Pure css Chessboard with div & no classes or ids, is it possible?

I have the following layout

<div id="chess">
    <div></div><div></div><div></div><div></div><div></div><div></div><div></div><div></div>
    <div></div><div></div><div></div><div></div><div></div><div></div><div></div><div></div>
    <div></div><div></div><div></div><div></div><div></div><div></div><div></div><div></div>
    <div></div><div></div><div></div><div></div><div></div><div></div><div></div><div></div>
    <div></div><div></div><div></div><div></div><div></div><div></div><div></div><div></div>
    <div></div><div></div><div></div><div></div><div></div><div></div><div></div><div></div>
    <div></div><div></div><div></div><div></div><div></div><div></div><div></div><div></div>
    <div></div><div></div><div></div><div></div><div></div><div></div><div></div><div></div>
</div>

Is it possible to make a chess board using only css and without changing the above html? That means no classes or ids. I've been searching for ideas an such for 2 days now. I tried with nth-child() and some variations but no success.

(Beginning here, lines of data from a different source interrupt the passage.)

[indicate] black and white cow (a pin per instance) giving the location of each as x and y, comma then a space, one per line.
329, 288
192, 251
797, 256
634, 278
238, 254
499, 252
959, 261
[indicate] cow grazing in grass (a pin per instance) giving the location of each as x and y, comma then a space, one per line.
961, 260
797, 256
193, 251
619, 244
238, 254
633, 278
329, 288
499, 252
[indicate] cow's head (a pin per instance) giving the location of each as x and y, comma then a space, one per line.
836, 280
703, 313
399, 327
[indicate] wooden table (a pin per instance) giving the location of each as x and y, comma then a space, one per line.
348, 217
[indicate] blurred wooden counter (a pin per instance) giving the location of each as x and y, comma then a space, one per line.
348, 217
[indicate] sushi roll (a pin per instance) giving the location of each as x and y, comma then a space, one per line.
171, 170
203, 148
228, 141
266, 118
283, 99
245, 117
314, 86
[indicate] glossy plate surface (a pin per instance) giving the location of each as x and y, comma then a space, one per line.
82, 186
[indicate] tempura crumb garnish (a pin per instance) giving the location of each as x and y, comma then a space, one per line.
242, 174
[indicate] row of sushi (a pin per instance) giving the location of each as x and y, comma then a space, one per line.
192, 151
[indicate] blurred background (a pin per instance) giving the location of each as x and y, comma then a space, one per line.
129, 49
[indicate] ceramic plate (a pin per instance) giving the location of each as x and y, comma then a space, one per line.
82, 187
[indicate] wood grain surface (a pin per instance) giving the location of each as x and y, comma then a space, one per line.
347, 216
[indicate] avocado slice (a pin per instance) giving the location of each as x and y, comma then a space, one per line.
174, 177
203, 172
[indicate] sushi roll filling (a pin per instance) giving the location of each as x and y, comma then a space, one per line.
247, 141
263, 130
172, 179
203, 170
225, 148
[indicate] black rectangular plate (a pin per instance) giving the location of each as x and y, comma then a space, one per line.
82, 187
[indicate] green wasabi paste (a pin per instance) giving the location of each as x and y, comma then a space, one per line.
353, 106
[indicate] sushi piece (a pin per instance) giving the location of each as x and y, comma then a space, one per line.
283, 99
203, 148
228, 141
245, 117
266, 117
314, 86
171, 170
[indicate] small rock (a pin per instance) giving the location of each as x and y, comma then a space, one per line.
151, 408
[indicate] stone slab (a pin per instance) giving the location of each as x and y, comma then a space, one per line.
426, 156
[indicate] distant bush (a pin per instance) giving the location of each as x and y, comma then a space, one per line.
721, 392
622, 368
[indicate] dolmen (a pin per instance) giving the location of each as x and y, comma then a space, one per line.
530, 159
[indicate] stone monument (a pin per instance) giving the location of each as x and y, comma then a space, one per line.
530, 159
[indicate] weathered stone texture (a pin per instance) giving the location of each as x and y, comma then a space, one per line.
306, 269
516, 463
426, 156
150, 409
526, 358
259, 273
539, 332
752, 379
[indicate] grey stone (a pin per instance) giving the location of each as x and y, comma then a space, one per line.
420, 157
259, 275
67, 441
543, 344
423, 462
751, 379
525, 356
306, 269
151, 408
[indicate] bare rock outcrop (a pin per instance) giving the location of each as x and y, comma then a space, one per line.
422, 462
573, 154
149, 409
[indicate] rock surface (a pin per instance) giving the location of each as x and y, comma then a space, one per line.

I am awfully curious if this can be done. It was given as an assignment to someone.

So please, any ideas?

This is an interesting problem. I think a chess board is better expressed as a table than as a series of divs, as a screen reader would dictate the rows and columns where the figures are located. With a table:

table tr:nth-child(odd) td:nth-child(even) {
  background: #000;
}
table tr:nth-child(even) td:nth-child(odd) {
  background: #000;
}

http://jsfiddle.net/9kWJZ/

You don't have to hardcode each :nth-child(). Here's one way to shorten it. Each selector corresponds to a row on the chessboard:

#chess div:nth-child(-2n+8), 
#chess div:nth-child(8) ~ div:nth-child(-2n+15), 
#chess div:nth-child(16) ~ div:nth-child(-2n+24),
#chess div:nth-child(24) ~ div:nth-child(-2n+31),
#chess div:nth-child(32) ~ div:nth-child(-2n+40),
#chess div:nth-child(40) ~ div:nth-child(-2n+47),
#chess div:nth-child(48) ~ div:nth-child(-2n+56),
#chess div:nth-child(56) ~ div:nth-child(-2n+63) {
    background-color: #000;
}

jsFiddle preview

The following approach makes use of the fact that the coloring pattern repeats every 16 squares (counting from top left to bottom right). So, the first rule #chess div:nth-child(16n+1) colors the squares 1,17,33 and 49 (in other words, "the first column"). This is repeated with additional rules for all colored squares from 3 to 16 each representing a separate column.

With the given markup, it doesn't matter if you use nth-of-type or nth-child, however with additional markup it might, so nth-child is kind of the more obvious choice.

for(i=0;i<64;i++){chess.appendChild(document.createElement("div"))}

#chess div{
     width:22px;height:22px;border:1px solid black;
     float:left; 
}

#chess div:nth-of-type(16n+16),
#chess div:nth-of-type(16n+14),
#chess div:nth-of-type(16n+12),
#chess div:nth-of-type(16n+10),
#chess div:nth-of-type(16n+7),
#chess div:nth-of-type(16n+5),
#chess div:nth-of-type(16n+3),
#chess div:nth-of-type(16n+1){   
    background-color:black;
}

#chess div:nth-of-type(8n+1){   
    clear:left;
}

<div id="chess"></div>

In pure CSS, the accepted answer looks right - however, if you want to shorten this up with SCSS, you can do some maths:

#chess {
  div {
    background: #fff;
    /* even children on odd rows, odd children on even rows */
    @each $offset in 2 4 6 8 9 11 13 15 {
      &:nth-child(16n + #{$offset}) {
        background: #000;
      }
    }
  }
}